Филиппа вдруг осенило: «Даже если бы прежний собственник этой недвижимости всю жизнь питался исключительно любовью к Родине, он не смог бы объяснить происхождение своих средств на неё». Он подумал так не потому, что осуждал или одобрял бывшего владельца дворца, о котором по большому счёту знать ничего не знал, а потому, что эта формулировка, если её отточить и отчеканить, могла бы стать универсальной при предъявлении обвинений строптивым, засидевшимся в курии Юлия или просто вышедшим в тираж сенаторам.

Лучи восходящего солнца падали в окно, безо всякого смущения перебираясь по стене – вот парадокс! – всё ниже и ниже, чтобы поиграться-поразвлекаться с мозаикой пола, а если и не поиграться, то просто по ней побегать.

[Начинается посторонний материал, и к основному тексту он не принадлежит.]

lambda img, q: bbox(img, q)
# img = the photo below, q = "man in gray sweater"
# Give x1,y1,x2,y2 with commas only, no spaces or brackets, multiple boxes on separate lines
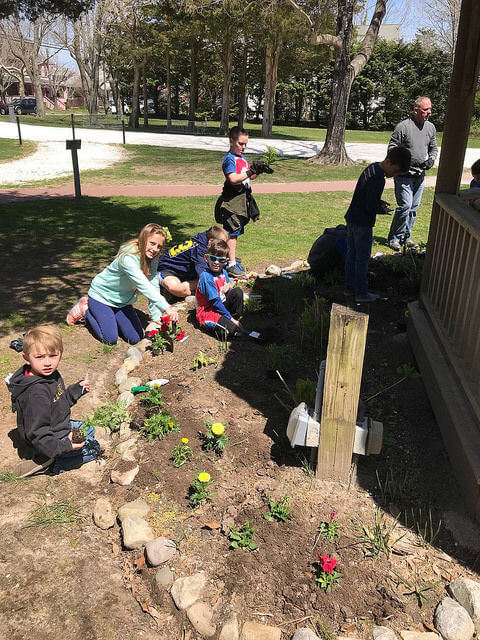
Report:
388,96,438,251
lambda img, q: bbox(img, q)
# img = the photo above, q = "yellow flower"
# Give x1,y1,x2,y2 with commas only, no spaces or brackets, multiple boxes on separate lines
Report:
212,422,225,436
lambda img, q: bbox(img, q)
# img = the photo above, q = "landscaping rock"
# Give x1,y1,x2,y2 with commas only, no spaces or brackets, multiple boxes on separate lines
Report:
373,627,397,640
122,356,140,373
433,596,475,640
127,347,143,362
110,464,140,487
115,438,137,456
118,498,150,522
118,378,142,393
218,614,239,640
122,516,154,549
292,627,319,640
187,602,216,638
117,391,135,409
448,578,480,631
155,567,173,589
118,420,133,440
170,573,207,610
93,498,115,530
400,631,440,640
265,264,282,276
115,367,128,385
145,536,177,567
240,622,282,640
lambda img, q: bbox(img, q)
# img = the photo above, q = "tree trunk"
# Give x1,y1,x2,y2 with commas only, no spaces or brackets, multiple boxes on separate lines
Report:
166,51,172,130
237,42,248,127
188,36,200,131
262,41,282,138
311,0,355,166
142,59,148,129
218,33,233,136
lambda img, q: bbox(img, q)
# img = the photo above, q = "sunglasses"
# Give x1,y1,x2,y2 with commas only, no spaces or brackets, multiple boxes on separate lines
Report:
207,255,228,264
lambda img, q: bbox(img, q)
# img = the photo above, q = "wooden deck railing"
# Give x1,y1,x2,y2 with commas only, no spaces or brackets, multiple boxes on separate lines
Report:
420,193,480,424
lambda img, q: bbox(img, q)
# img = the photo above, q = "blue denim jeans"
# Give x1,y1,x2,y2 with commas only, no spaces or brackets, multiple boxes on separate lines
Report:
52,420,100,474
345,222,373,296
388,175,425,242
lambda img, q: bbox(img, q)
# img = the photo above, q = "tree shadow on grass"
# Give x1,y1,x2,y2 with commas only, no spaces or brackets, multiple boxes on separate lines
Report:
0,198,199,336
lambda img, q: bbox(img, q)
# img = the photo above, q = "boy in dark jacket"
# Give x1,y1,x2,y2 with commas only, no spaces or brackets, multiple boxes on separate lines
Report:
345,147,411,302
158,225,228,298
7,324,100,476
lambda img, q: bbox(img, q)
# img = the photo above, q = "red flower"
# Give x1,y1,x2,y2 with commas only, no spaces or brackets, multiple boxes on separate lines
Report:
318,553,338,573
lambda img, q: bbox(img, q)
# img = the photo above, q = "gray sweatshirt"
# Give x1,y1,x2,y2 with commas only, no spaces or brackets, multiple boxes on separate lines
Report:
388,116,438,176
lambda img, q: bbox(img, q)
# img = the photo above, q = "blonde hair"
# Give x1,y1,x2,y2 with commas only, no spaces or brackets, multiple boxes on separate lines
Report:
23,324,63,356
115,222,167,278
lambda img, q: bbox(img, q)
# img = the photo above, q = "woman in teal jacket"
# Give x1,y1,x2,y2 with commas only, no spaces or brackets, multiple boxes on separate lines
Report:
85,222,178,344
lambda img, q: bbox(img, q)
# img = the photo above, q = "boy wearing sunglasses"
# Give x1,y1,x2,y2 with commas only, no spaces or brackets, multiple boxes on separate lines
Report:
196,240,243,339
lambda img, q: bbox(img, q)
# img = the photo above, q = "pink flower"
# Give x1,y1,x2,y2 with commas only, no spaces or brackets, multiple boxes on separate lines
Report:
318,553,338,573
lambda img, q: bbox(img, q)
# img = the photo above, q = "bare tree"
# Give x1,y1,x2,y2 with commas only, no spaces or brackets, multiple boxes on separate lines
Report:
0,17,54,117
289,0,387,165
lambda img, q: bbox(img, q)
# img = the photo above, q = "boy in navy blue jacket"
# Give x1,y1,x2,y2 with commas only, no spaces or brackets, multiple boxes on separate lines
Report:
345,147,411,302
158,225,228,298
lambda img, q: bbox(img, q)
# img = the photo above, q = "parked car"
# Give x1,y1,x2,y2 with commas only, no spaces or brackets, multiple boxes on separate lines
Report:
139,98,155,114
109,102,130,116
13,98,37,116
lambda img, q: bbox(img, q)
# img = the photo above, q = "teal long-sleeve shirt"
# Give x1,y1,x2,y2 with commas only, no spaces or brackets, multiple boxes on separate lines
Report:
88,254,169,320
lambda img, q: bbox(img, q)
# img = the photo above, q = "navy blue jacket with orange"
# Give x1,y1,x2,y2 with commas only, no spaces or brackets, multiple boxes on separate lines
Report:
345,162,385,227
158,231,208,280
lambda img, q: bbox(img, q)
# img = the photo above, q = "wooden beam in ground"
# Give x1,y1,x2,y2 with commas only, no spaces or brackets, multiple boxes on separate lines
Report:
317,304,368,480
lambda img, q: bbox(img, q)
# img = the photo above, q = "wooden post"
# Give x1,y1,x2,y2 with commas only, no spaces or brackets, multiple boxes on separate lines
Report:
317,304,368,480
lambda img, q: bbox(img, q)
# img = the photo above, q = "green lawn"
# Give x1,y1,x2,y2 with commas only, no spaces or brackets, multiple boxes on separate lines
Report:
0,138,38,162
0,188,433,332
0,109,480,149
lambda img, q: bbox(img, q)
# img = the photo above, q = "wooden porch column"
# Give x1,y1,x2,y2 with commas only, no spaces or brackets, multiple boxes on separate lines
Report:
420,0,480,297
317,304,368,481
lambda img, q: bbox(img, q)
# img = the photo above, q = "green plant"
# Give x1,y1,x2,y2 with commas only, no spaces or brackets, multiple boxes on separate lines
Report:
83,402,129,431
404,506,442,547
315,553,343,593
188,471,213,507
263,146,278,167
142,411,180,442
25,499,82,527
228,520,258,551
359,508,405,558
298,293,330,349
172,438,193,469
263,495,292,522
267,344,298,373
203,421,228,456
318,511,340,542
140,387,165,407
293,378,317,407
390,569,442,607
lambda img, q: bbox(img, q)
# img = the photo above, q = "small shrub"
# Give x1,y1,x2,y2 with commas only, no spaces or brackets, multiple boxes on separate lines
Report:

«Каждый мужчина, если он император, должен сделать в своей жизни три вещи: выпустить монеты со своим именем, построить город своего имени и… и… и… ну, хотя бы обожествить ещё собственного отца, установив ему бронзовый бюст в городе моего имени. Какой ещё бронзовый?! Что за бронзовый?! Золотой! На худой конец позолоченный! И не один!.. Ах, город… Не построить его, а реновировать!.. Или… или заложить новый град на месте прежнего селения. Шахба! Да! Шахба!.. На месте Шахбы вырастет новый мегаполис! И сей город будет назван Филиппополем. Он получит почётный статус римской колонии!» – помыслил арабский мужчина и как государь, и как частное лицо в одном лице. Один сразу за обе свои половинки подумал.

*****

…Чуть свет – и император уже был на ногах, а у его ног, вернее, в дворцовых предбанниках толпились, толкались, не пчёлами жужжали, гудели и зудели те, кто жаждал стать царскими опричниками, лизоблюдами, блюдолизами или хотя бы придворными меньшей степени значимости, но важного пошиба: множество магистратов, родовитых и безродных богатеев, а также куча понаехавших и невесть откуда взявшихся новых сенаторских лиц (или, и правда, прежде вечно в провинциях околачивались, а сейчас вдруг на ловлю счастья и чинов примчались, или же всегда жили в Риме, но вчера до прояснения ситуации просто спрятались, вернувшись обратно сегодня).

О, Боги (или: о, Боже! – один Боже в трёх лицах!), сколько же кругом лиц! Не только тех, кого Филипп лицезрел вчера в курии Юлия. Глаза разбегаются от такого множества римской знати. Новые физиономии. Их столько, что уже знакомые теряются в этом общем потоке и перестают узнаваться.

«Почему же всей этой скотобазы не было намедни в здании Сената? Почему они хоронились, а нынче все из нор своих, как крысы, повылезали? – прошмыгнула подозрительная мысль в голове Филиппа. – Уж нет ли тут заговорщицкого подтекста?.. Эх, зачем я так? В людях следует видеть только хорошее, пока они не продемонстрировали тебе иное!.. Как же я, несмотря ни на что, обожаю римских сенаторов и как жажду со всей этой сенатской сворой не на шутку подружиться!.. эээ… Нет ли тут заговора?.. Подружиться… Заговор… Подружиться… Хорошее… Плохое… Иное…»

Каждый толкущийся, будто бы словом (без дела) опровергая смутные подозрения властителя Рима, соловьём разливался в славословиях и наперебой предлагал свежеиспечённому легитимному властителю не только дружбу до гроба, но и такие свои уникальные услуги, которых не было и нет ни у кого из его конкурентов, а если вдруг и есть, то жуть какого дурного качества.